About the Incident Tracking System (ITS)

Sharing up-to-the-minute information about multiple incidents and activities is an essential function of emergency management and public-safety response. The Incident Tracking System (ITS) is a demonstration of one way the Internet’s “World Wide Web” can be used to create a shared “knowledge base” among a number of officials and agencies at various locations.

The ITS can be explained with a simple analogy: Imagine a map, with yellow stick-on notes attached at the site of each incident. The latest information on each incident is written on that incident’s sticker. It’s a simple and effective method, but it has some major drawbacks:

The ITS creates an electronic equivalent of that map, which can be viewed by any computer using standard network protocols and inexpensive (indeed, in many cases, free) software. Thus, the map and the latest information on it are instantly available at multiple locations, both within an emergency operating center and at remote (even mobile) sites.

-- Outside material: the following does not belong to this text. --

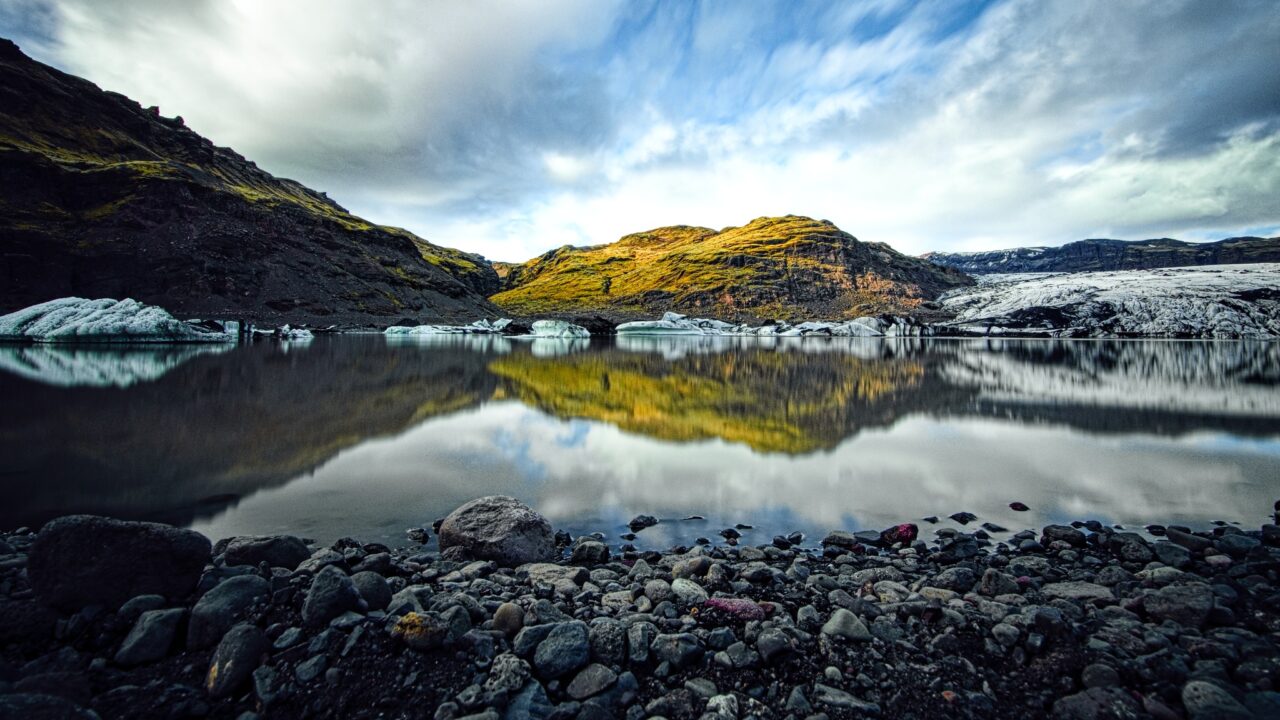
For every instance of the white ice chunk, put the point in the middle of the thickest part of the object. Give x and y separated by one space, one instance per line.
74 319
558 328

What’s more, any of those viewing locations can add information to the map, provided that they know the correct password. In addition to a password for adding new incidents to the map, each incident can have its own password for updates, so authority to update the map can be delegated selectively.

Each symbol on the map is a “gateway” to information, which can be as simple as a running narrative on the incident (with the latest information at the top and all the history preserved) or as complex as any computerized database or other service. Maps can be “nested” with a symbol on one map leading to a more detailed image.

“Maps” in the ITS can, in fact, be any sort of image... scanned or GIS-generated maps, satellite or aerial photos, or simple floorplans or other drawings. Maps don’t have to be horizontal, either... they can be elevation drawings, as of a high-rise building.

The ITS complements existing database-management tools with a different capability... using the “information superhighway” to communicate critical information among emergency responders.